Six années durant, le monde a fonctionné dans l’idée complètement absurde que les banques centrales avaient pu remédier à la crise de 2008.

Tous les arguments venus défendre cette idée ont défié tout bon sens. Un enfant pourrait deviner tout seul qu’il est impossible de résoudre le problème de la dette en en émettant davantage. De la même manière, toute personne dotée d’un cerveau pourrait vous dire qu’une poignée d’intellectuels sans aucune expérience du monde réel et qui n’ont jamais monté une entreprise ou créé un emploi n’est pas en mesure de sauver l’économie.

Mais beaucoup d’argent dépend de notre croyance en cet amas de mensonges. C’est pourquoi les médias, les banques et les politiciens se font une joie de nous les répéter. Nous pourrions facilement aller jusqu’à dire que le capital et le pouvoir que détiennent ceux qui se trouvent au plus haut de la pyramide découlent de cette fiction.

Il n’est donc pas surprenant qu’aucun d’entre eux daigne admettre les faits : la Fed et les autres banques centrales n’ont pas seulement aucune idée de quelle solution apporter au problème, elles n’ont aussi aucune raison de le faire. Mais penchons-nous sur les faits :

1)   Le VRAI problème du système financier est la bulle sur les obligations. En 2008, au début de la crise, elle représentait 80 trillions de dollars. Elle représente aujourd’hui plus de 100 trillions de dollars.
2)   Le marché des produits dérivés qui utilise ces obligations en tant que collatéral représente plus de 555 trillions de dollars.
3)   Une majorité des grosses corporations internationales, des gouvernements souverains et des municipalités ont eu recours aux produits dérivés pour dissimuler leurs revenus et leurs dettes.

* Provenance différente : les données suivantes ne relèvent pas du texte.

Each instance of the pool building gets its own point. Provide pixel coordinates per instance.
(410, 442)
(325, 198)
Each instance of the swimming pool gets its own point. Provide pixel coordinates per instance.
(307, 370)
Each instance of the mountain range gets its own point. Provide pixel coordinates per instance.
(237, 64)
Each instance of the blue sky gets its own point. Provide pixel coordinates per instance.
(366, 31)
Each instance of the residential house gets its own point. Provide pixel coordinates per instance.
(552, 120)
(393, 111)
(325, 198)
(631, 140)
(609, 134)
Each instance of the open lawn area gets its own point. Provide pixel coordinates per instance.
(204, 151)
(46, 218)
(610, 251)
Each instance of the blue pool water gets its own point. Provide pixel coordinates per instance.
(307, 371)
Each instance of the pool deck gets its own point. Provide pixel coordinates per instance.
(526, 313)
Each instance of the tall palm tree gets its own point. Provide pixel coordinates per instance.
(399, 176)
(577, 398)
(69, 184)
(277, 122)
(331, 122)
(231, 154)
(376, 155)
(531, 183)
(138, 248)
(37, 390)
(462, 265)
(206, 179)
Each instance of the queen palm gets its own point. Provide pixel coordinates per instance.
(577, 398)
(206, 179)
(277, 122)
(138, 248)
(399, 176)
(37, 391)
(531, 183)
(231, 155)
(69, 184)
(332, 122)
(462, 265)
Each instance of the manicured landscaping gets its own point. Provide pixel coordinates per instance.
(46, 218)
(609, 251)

Personne ne sait jusqu’à quel degré ils ont pu aller, mais puisque 20% des directeurs financiers de corporations ont admis avoir manipulé les revenus de leur entreprise par le passé, il se peut que cette pratique soit extrêmement répandue.
4)   L’effet de levier des corporations est plus élevé aujourd’hui qu’il ne l’était en 2007. Comme l’a récemment soulevé Stanley Druckenmiller, en 2007, les obligations des corporations représentaient 3,5 trillions de dollars… Aujourd’hui, elles représentent 7 trillions de dollars, ou près de la moitié du PIB des Etats-Unis.
5)   L’effet de levier des banques centrales est aujourd’hui supérieur ou égal à celui de Lehman Brothers juste avant son implosion. La Fed a un effet de levier de 78 pour un. Celui de la BCE est de plus de 26 pour un. Celui de Lehman Brothers était de 30 pour un.
6)   Les banques centrales n’ont aucune idée de la manière dont mettre fin à leurs stratégies. Janet Yellen était inquiète de ne pouvoir y mettre fin alors que les bilans de la Fed s’élevaient à 1,3 trillions de dollars. Ils sont aujourd’hui de plus de 4,5 trillions de dollars.

Nous marchons tout droit vers une crise qui sera pire encore que celle de 2008. Les banques centrales du monde ont littéralement parié le système financier sur leurs théories. Et elles n’ont pas fonctionné. Tout ce qu’elles ont fait, c’est rendre le monde plus vulnérable encore. La prochaine crise verra des nations entières sombrer dans la banqueroute.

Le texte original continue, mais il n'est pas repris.